Rythu Bandhu, a farmers’ investment support scheme announced with much fanfare by the Telangana government, has divided farmers. Those left out, including an estimated 14 lakh tenant farmers, have taken to the streets.
What is the scheme?
The scheme, conceived as an investment support for farmers to buy seeds, fertilizer and other inputs, allows distribution of ₹4,000 per acre each for two crops (kharif and rabi). This is considered an important link to a series of pro-farmer measures initiated by the government, including land records update and extending health insurance cover to every beneficiary for ₹5 lakh. Chief Minister K. Chandrasekhar Rao announced the programme in February, and the first cheques were handed out last month. The announcement was preceded by an update of land records of 1.43 crore acres, something which the government said was done only during the Nizam’s rule prior to independence.
How many farmers will benefit?
The programme is targeted to benefit 57.40 lakh farmers, who were identified on the basis of updated land records. Of them, 40.92 lakh are marginal farmers, with a holding of less than 2.5 acres, 11.02 lakh small farmers having 2.5-5 acres, 4.44 lakh semi-medium farmers having 5-10 acres, 94,500 medium farmers with 10-25 acres and 6,500 large farmers with more than 25 acres.
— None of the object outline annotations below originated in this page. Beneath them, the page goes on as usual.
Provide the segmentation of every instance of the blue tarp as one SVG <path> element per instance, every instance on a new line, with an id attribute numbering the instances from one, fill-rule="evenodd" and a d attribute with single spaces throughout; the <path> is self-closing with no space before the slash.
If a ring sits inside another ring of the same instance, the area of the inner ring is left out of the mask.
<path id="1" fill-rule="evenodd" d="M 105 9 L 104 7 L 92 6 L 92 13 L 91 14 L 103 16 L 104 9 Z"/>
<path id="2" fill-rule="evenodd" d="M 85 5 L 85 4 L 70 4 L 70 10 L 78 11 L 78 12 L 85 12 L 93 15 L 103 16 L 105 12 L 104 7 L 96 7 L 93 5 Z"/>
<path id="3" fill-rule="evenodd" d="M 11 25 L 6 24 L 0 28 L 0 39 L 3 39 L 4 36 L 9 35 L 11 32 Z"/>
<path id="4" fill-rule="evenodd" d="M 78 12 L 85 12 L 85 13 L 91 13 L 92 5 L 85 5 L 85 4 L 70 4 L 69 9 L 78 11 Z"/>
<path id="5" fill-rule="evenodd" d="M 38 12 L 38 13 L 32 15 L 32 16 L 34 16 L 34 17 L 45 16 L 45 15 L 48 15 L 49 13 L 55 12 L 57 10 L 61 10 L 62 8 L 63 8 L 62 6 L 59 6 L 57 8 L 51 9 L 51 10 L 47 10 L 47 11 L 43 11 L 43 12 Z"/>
The government allotted ₹12,000 crore in the budget presented to the Assembly within days of the announcement.
Why was such a step necessary?
The government felt input assistance was crucial to bailing out farmers from distress. It was aimed at ensuring everyone who had land, whether it was tilled or not, was given the benefit. But tenants were excluded as the government felt that it might cause legal disputes since tenancy was an informal arrangement. Apart from tenant farmers, the government omitted from the scheme a few lakh farmers tilling land distributed by the Bhoodan Yagna Board.
Where will the funds come from?
To meet the kharif requirement of ₹6,000 crore, the government has mobilised three instalments of ₹2,000 crore each from State Development Loans auctioned by the Reserve Bank of India at an interest ranging from 8.05% to 8.15%, with a repayment tenure of 25 years. About 41 lakh farmers have encashed cheques worth ₹4,400 crore since May 10. Of the 58 lakh cheques printed for distribution, officials have distributed cheques to 46 lakh farmers. The other 12 lakh cheques could not be distributed as beneficiaries were not available in villages owing to either migration to other States and countries or errors in the printing of names or multiple accounts. Aadhaar linkage issues also affected distribution. Chief Minister K. Chandrashekar Rao had said those who refused to give Aadhaar numbers should not be extended the benefit. The banks initially expressed apprehension that they might not have enough cash in their treasuries. Moreover, the disbursal coincided with a critical time when banks were starved of cash, and ATMs had run dry. The Opposition parties claimed that it was a stunt ahead of the 2019 general election. The government selected eight banks, led by the State Bank of India, which serviced a majority of farmers to implement the programme through their branches in villages.
What lies ahead?
After the distribution of cheques, the government planned to entrust registration of land transactions to tahsil offices and maintain the records through a portal titled ‘Dharani’ to be operated by the National Informatics Centre (NIC). As the distribution of cheques was carried out along side the ‘pattadar’ passbooks-cum-title deeds, the government has set a deadline of June 20 for cent per cent distribution of cheques and passbooks. At a conference of Collectors recently, Mr. Chandrasekhar Rao asked the official machinery to focus on this job till June 20. He was unhappy that nearly three lakh passbooks had to be held back to carry out corrections.